Małgorzata Królikowska modli się. Nie może znieść problemów w rodzinie
Małgorzata Królikowska dopiero co świętowała ożenek swojego syna Antka. Rodzina aktorki połączyła się z rodziną Joanny Opozdy. I zaczął się dramat. Podobno Królikowska ukojenia szuka w modlitwie.
Małgorzata Królikowska na początku sierpnia ożeniła swojego syna Antoniego. Jego wybranką została Joanna Opozda. Na weselu bawiły się mamy młodej pary oraz ich rodzeństwo. Zabrakło jednak ojca Opozdy. Okazuje się, że gwiazda nie utrzymuje z nim kontaktu. Mężczyzna jest na Madagaskarze, gdzie po wypadku miał trafić do szpitala.
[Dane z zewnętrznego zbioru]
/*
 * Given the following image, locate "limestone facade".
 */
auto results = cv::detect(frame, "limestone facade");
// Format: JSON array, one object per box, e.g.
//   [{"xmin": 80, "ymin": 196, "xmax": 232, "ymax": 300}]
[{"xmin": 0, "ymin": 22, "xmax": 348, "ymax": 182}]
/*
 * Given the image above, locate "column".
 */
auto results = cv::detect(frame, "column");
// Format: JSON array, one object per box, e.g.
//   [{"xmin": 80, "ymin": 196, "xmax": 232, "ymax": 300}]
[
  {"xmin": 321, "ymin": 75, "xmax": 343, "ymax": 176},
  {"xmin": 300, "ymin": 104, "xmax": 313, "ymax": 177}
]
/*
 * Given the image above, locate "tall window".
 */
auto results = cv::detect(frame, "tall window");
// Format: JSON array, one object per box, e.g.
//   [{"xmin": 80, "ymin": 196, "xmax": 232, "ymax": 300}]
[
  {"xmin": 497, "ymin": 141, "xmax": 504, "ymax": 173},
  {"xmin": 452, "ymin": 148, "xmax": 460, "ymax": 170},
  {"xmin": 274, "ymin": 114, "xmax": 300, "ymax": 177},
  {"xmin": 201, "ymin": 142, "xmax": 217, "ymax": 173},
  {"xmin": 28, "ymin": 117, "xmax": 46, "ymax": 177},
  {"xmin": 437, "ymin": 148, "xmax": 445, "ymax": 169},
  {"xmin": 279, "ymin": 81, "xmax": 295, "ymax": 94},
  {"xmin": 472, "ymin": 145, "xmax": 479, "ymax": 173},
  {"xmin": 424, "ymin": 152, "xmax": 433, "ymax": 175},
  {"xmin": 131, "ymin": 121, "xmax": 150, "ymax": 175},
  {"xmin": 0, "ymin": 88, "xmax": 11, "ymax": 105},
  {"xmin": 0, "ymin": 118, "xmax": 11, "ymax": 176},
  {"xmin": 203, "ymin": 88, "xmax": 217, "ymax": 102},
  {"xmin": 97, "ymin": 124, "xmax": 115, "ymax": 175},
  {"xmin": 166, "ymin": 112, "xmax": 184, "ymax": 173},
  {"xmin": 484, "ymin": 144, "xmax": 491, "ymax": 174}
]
Ojciec małżonki Królikowskiego z tego powodu niedawno rozpętał w sieci burzę - poszło o brak pieniędzy na leczenie i powrót do Polski. Dariusz Opozda pisał w mediach społecznościowych: "Zero pomocy od żony, córek. Nie chcą zapłacić za lot ratujący mi życie!! Moje pieniądze przepuszczają w spa".
Mężczyzna opublikował też wiadomości, jakie wymieniał z zięciem. To z nich dowiedzieliśmy się o ciąży Joanny Opozdy. Antoni prosił teścia o to, by nie szkalował jego ciężarnej żony oraz jej siostry i matki.
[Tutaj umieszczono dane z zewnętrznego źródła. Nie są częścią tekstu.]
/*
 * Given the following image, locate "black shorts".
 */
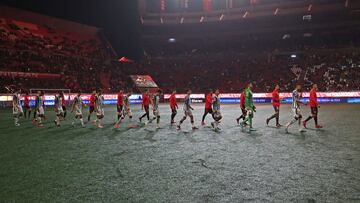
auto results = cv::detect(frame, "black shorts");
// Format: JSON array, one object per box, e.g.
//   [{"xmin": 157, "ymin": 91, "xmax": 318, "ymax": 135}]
[
  {"xmin": 205, "ymin": 108, "xmax": 214, "ymax": 114},
  {"xmin": 116, "ymin": 105, "xmax": 124, "ymax": 113},
  {"xmin": 89, "ymin": 106, "xmax": 95, "ymax": 113},
  {"xmin": 310, "ymin": 107, "xmax": 318, "ymax": 115},
  {"xmin": 241, "ymin": 106, "xmax": 247, "ymax": 115}
]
Wymiana zdań pomiędzy panami odbiła się szerokim echem w mediach. Nic dziwnego, że afera wpłynęła na całą rodzinę Królikowskiego, również jego mamę. Ta podobno, aby odzyskać spokój, zwróciła się w stronę religii.
- Modli się o spokój w rodzinie, do której dołączył z chwilą ślubu Antoni - miała powiedzieć znajoma aktorki w rozmowie z pismem "Dobry Tydzień".